James Martin's double raspberry bakewell tart

Ingredients

  1. Step 1 500g pack sweet shortcrust pastry, or make your own (see 'goes well with' for recipe)
  2. Step 2 flour, for dusting
  3. Step 3 100g butter, softened
  4. Step 4 100g caster sugar
  5. Step 5 1 lemon, zested and juiced
  6. Step 6 2 large eggs
  7. Step 7 ½ tsp almond extract
  8. Step 8 50g fresh white breadcrumbs
  9. Step 9 100g ground almonds
  10. Step 10 140g raspberry jam
  11. Step 11 250g icing sugar
  12. Step 12 350g raspberry
  13. Step 13 1 tbsp toasted flaked almonds
James Martin's double raspberry bakewell tart
Calories: 734 Carbohydrate: 89 g Protein: 10 g Fat: 38 g
Cook time: 85 minutes Prep time: 30 minutes Total time: 115 minutes Servings: 8

TAGS

Afternoon tea Dessert English almond Bbc1 Frangipane Fruit pie How to make a tart case Indulgent James Martin Make Ahead Masterclass Open pie Saturday Kitchen Skill Tart case

Directions

  1. Step 1 Roll out the pastry on a lightly floured work surface. Use the pastry to line a 23cm loose-bottomed tart tin (see step-by-step). Cover with cling film and leave in the fridge to rest for 1 hr.
  2. Step 2 Heat the oven to 190C/170C fan/gas 5. To make the filling, put the butter, sugar and lemon juice in a food processor, then blend until light and fluffy. With the machine running at full speed, add the eggs and almond extract, and whizz until combined to a smooth paste. Fold in the breadcrumbs and ground almonds by hand.
  3. Step 3 Take the tart case from the fridge, line with baking parchment and baking beans and place on a baking tray. Bake for 20 mins until the sides are set and the pastry is sandy.

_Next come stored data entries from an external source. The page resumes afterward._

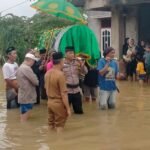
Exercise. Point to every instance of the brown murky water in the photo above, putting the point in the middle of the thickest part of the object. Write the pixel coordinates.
(126, 128)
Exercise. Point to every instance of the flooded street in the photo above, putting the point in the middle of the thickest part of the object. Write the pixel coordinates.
(126, 128)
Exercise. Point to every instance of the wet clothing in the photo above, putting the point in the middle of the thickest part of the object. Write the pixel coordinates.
(91, 84)
(9, 72)
(90, 92)
(41, 74)
(76, 101)
(147, 62)
(140, 68)
(107, 84)
(36, 71)
(72, 71)
(24, 108)
(27, 82)
(57, 114)
(55, 85)
(12, 99)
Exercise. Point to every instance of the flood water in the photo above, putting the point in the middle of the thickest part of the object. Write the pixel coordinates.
(126, 128)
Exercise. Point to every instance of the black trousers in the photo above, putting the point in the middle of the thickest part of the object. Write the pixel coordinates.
(38, 95)
(76, 101)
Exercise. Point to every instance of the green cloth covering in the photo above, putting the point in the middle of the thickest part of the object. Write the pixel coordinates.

Carefully remove the beans and the parchment and place tart case back in the oven for 10 mins until the base is biscuity.
  4. Step 4 Remove from the oven and spread the jam over the base, then top with the almond filling. Return the tart to the oven for a further 25 mins until the almond layer is cooked. Leave to cool in the tin.
  5. Step 5 Remove the tart from the tin and place on a serving plate. Mix the icing sugar with 4-5 tbsp water to make a thick icing. Flood the top of the tart with the icing, keeping 1 tbsp aside, then arrange the raspberries on top, all pointing upwards. Drizzle with the remaining icing and scatter with flaked almonds. Leave for 10 mins so the icing can set a little, before serving.